Ma joie n'est donc pas celle d'un optimiste qui nie la réalité.
C'est la joie lucide de celui qui voit dans la tempête actuelle non pas la fin du monde, mais la fin d'un monde.
Et dans cette transformation douloureuse mais nécessaire, je trouve une raison profonde d'espérer car je sais que l’histoire nous donnera raison.
Le réconfort comme acte de résistance
Il se trouve que je viens de partager sur Vlan ! une conversation incroyable avec Marie Robert.
Elle développe dans son livre une idée qui résonne profondément avec notre époque : le réconfort n'est pas un repli douillet mais une nécessité vitale, presque un acte politique.

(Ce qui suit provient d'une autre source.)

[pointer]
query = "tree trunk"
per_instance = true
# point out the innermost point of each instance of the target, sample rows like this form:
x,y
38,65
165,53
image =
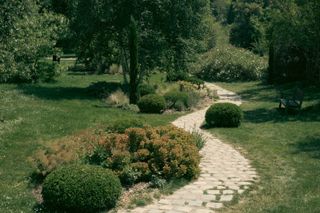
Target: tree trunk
x,y
134,67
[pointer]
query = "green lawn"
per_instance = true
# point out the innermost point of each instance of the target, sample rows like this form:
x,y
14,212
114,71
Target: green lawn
x,y
33,115
285,149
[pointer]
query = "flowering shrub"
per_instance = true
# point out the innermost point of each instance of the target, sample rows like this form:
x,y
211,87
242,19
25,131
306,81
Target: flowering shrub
x,y
139,153
232,64
136,155
65,151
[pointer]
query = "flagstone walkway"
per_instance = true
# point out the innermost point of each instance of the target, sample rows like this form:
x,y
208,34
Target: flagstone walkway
x,y
224,171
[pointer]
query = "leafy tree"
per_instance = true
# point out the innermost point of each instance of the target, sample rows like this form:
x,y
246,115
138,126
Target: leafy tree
x,y
171,33
295,45
27,35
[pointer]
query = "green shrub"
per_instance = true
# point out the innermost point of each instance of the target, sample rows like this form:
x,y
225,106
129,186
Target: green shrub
x,y
177,100
46,71
81,188
196,81
176,76
146,89
231,64
224,115
120,126
198,139
152,104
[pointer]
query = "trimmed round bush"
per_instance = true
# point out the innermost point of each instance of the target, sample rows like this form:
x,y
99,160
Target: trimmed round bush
x,y
152,104
224,115
146,89
81,188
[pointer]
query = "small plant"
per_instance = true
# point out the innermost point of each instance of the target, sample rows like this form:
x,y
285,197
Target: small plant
x,y
81,188
104,89
46,71
177,100
197,81
198,139
146,89
117,98
152,104
176,76
157,182
224,115
130,107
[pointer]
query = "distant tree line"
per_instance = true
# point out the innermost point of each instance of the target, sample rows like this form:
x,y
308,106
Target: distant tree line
x,y
287,30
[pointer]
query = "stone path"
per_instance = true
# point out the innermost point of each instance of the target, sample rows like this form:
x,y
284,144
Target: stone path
x,y
224,171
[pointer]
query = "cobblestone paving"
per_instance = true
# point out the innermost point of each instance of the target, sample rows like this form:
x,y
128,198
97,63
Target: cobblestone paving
x,y
224,171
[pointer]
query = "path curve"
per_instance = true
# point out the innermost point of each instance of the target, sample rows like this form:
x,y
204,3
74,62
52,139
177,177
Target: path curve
x,y
224,171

"On a tous et toutes un chagrin à raconter", dit-elle.
Cette vérité universelle prend une résonance particulière dans notre monde hypernumérisé où les algorithmes nous abreuvent de catastrophes en continu, nous laissant paralysés devant nos écrans, incapables d'agir.

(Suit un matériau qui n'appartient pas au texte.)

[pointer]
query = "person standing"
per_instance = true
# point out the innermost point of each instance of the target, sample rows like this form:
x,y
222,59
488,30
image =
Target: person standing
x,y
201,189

Le réconfort dont parle Marie Robert n'est pas celui du plaid et du thé chaud (quoique en février on aime l’idée...). C'est avant tout une invitation à "retrouver le courage d'agir".
Dans un monde qui nous pousse à l'individualisme et à la paralysie, se réconforter devient un acte de résistance.
Comment ? En réapprenant à lever la tête.
Littéralement. Sortir le nez de nos écrans pour croiser le regard des autres, pour redécouvrir l'émerveillement.
Ce n'est pas un hasard si ce monde anxiogène nous pousse à baisser les yeux - regarder l'autre, c'est déjà commencer à retisser du lien.
Il y a une forme d'audace, aujourd'hui, à oser la disponibilité.
À ne pas optimiser chaque seconde de notre temps, à accepter ce que Trevor Noah appelle le "liming" : simplement être là, avec d'autres, sans autre but que d'être présent. Cela fait aussi écho à l’otium dont j’ai tant parlé ici.
Cette disponibilité est le terreau du réconfort.
Elle nous permet de renouer avec ce qui nous nourrit vraiment : l'amitié vraie (celle où l'on peut déposer son chagrin sans attendre de solution), le rire partagé (qui devient de plus en plus rare à mesure qu'on vieillit), l'émerveillement devant la beauté (même celle d'un simple trombone, comme le raconte une petite fille à Marie).
Alors oui, je maintiens ma joie face à ce monde qui change.
Mais j'y ajoute cette dimension essentielle du réconfort comme acte politique. Dans une société qui nous pousse à la performance et à l'urgence permanente, oser prendre le temps de se réconforter - et de réconforter les autres - devient un acte révolutionnaire.
Ce n'est pas un hasard si les pouvoirs autoritaires commencent toujours par isoler les individus.
À l'inverse, tisser des liens de réconfort, c'est déjà commencer à résister.
C'est peut-être même la première étape pour retrouver ce courage d'agir dont nous avons tant besoin.